Remember, these properties were now freshly renovated and they were being transformed from dogs to treasures.  It required a transformational thinking to go hand in hand with the property and management transformations.

Once a month, The Boss would have a company wide meeting in the ballroom of the University Club on the top of the former United Bank Building in Austin.  The company also owned and renovated high rise office buildings and this was one they had recently acquired.

Everyone had to attend but for one person left at the properties to run the show for that afternoon.  Folks drove in from Houston and San Antonio.

The Boss would greet every single one of those employees and make small talk.  Then he would feed them a very nice box lunch.

The fun begins

As soon as the folks had been fed, then the monthly reports for every property were reviewed and the property with the highest occupancy would get an award — cash — and the property with the lowest mean time between work order initiation and completion would also get an award.

The Boss would go through a set of about 30 different operating parameters and the “best” got a reward.  The money was not huge but it was meaningful to the recipients who shared it with the entire apartment complex team.  Everybody got some juice.  It harnessed competition to improve performance.

The Boss would then make each of the newest members of the company — folks hired since the last meeting — get up on a table and recite the Mission Statement of the company.  It was really kind of embarrassing and barbaric and EFFECTIVE.

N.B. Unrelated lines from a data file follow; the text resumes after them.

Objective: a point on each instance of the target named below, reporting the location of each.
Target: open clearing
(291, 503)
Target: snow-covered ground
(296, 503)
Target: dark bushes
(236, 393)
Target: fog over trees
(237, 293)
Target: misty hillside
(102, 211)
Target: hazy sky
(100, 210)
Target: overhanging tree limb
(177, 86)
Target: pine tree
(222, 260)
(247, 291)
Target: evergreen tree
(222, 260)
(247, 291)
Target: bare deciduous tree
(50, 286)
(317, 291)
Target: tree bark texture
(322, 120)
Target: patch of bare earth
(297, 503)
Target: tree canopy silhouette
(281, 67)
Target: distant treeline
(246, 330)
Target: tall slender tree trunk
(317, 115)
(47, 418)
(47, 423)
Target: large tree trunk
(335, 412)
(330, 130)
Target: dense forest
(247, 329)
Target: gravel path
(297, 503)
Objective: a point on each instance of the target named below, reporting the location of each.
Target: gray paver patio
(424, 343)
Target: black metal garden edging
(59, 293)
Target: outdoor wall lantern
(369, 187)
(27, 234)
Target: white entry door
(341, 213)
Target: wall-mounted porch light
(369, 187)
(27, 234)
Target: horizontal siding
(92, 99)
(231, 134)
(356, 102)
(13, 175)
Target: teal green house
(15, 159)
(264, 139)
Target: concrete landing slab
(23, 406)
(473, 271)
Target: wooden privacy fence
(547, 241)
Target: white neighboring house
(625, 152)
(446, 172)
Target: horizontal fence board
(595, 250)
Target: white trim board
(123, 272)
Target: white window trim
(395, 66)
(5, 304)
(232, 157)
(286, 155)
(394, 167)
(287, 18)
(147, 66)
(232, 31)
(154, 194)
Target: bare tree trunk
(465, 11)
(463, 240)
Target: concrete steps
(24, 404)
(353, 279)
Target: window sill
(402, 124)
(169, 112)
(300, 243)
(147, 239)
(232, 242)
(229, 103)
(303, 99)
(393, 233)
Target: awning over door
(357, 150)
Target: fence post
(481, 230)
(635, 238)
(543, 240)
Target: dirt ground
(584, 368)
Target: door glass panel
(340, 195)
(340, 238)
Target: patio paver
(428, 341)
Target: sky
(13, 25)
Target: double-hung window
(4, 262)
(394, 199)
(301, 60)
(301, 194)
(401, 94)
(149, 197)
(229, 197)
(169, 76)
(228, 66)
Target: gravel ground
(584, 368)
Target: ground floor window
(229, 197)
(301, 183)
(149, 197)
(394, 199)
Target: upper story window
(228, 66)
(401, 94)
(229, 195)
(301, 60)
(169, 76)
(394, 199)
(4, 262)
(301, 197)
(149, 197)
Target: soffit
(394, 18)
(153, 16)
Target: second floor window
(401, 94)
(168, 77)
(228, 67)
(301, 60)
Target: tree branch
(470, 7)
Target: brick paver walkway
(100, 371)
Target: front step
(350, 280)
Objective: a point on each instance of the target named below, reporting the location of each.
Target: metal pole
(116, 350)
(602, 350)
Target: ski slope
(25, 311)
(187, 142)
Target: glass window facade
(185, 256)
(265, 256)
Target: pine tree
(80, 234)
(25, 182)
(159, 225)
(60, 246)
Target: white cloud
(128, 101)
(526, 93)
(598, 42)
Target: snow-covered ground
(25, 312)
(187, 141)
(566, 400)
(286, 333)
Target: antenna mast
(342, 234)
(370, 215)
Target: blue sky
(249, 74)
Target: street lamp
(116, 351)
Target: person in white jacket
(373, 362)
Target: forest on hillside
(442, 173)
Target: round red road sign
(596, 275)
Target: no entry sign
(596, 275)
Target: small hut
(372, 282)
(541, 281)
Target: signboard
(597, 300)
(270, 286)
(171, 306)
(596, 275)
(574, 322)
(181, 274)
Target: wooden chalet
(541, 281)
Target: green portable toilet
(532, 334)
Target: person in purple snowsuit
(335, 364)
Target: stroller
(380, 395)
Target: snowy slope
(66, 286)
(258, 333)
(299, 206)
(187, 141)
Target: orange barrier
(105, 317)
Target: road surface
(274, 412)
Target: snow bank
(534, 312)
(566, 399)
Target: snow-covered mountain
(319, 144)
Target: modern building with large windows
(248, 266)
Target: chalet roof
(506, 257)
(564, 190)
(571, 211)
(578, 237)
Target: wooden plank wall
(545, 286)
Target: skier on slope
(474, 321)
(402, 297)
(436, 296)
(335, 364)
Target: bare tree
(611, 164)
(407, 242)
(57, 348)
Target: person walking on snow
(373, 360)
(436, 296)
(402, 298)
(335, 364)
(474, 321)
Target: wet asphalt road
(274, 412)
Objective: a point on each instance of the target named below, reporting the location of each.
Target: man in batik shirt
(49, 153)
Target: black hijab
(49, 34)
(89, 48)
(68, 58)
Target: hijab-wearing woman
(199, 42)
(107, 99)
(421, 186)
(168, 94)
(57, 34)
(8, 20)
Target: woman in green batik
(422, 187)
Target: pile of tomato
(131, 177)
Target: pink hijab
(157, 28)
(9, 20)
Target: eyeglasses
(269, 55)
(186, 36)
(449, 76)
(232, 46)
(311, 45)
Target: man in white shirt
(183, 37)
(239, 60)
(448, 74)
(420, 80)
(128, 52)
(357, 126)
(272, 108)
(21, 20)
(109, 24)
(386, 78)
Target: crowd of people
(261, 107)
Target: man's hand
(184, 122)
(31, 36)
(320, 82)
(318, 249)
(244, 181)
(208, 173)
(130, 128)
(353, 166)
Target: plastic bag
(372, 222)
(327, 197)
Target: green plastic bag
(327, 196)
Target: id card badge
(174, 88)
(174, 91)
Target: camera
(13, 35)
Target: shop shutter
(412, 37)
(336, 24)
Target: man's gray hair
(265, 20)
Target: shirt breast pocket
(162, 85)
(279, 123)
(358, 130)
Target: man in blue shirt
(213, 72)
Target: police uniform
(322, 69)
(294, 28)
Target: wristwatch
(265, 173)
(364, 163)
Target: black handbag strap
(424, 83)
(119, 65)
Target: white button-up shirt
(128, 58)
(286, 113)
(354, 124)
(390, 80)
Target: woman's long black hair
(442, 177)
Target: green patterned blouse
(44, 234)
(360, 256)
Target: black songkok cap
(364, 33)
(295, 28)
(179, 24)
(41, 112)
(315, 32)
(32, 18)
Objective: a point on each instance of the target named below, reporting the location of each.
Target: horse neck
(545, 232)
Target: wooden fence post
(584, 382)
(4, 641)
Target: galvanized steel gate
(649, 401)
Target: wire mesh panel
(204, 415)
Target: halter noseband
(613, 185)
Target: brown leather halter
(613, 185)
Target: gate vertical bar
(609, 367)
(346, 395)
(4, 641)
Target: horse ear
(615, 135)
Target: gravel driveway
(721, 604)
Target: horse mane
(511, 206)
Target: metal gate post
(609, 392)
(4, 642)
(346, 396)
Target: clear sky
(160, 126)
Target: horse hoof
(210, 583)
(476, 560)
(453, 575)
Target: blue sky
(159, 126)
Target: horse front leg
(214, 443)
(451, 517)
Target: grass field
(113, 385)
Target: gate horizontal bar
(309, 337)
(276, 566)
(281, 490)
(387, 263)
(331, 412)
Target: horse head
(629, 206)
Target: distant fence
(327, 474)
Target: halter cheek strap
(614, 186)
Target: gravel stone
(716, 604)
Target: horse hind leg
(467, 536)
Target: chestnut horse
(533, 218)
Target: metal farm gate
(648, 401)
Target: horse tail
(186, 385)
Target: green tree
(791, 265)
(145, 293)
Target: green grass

The Boss would give the first new employee to recite the Mission Statement perfectly $100.  Only the first one and no “uhhh’s” or hemming or hawing.  Had to be perfect.

It was always interesting to see who would get it right first.  It was also a great team building exercise because the apartment complex manager would have worked with all of the new employees to coach them up for the ordeal.  In this manner, everyone was constantly reciting the Mission Statement between meetings.

They were being “tricked” into learning the Mission Statement perfectly.  And, it was fun.

To this day when The Boss meets one of his former employees, they will recite the Mission Statement of that company and laugh.  The Boss laughs but inside — he is smiling a wicked clever smile.  It worked.

The power of ritual

In this manner, The Boss was harnessing the power of ritual — even arguably silly ritual — to reinforce the Mission Statement and to thereby inoculate the company with the virus that would become its company culture.

It was not happening by accident.

In the weeks ahead, we will explore some of these simple and effective techniques.  Some of them are a bit silly but they are all effective.  They worked and the folks embraced them.  The Boss ran companies for over 33 years and learned a few tricks.

To create a company culture which will inject energy into an enterprise and enhance the accomplishment of its mission, you will have to inject some of the same energy into creating that company culture.  Hey, CEO, that means you.

It is not hard but it takes a bit of time and energy to do correctly.  It is more complex than just having a catered lunch on Fridays and a keg of beer.

But, hey, what the Hell do I know anyway?  I’m just a Big Red Car.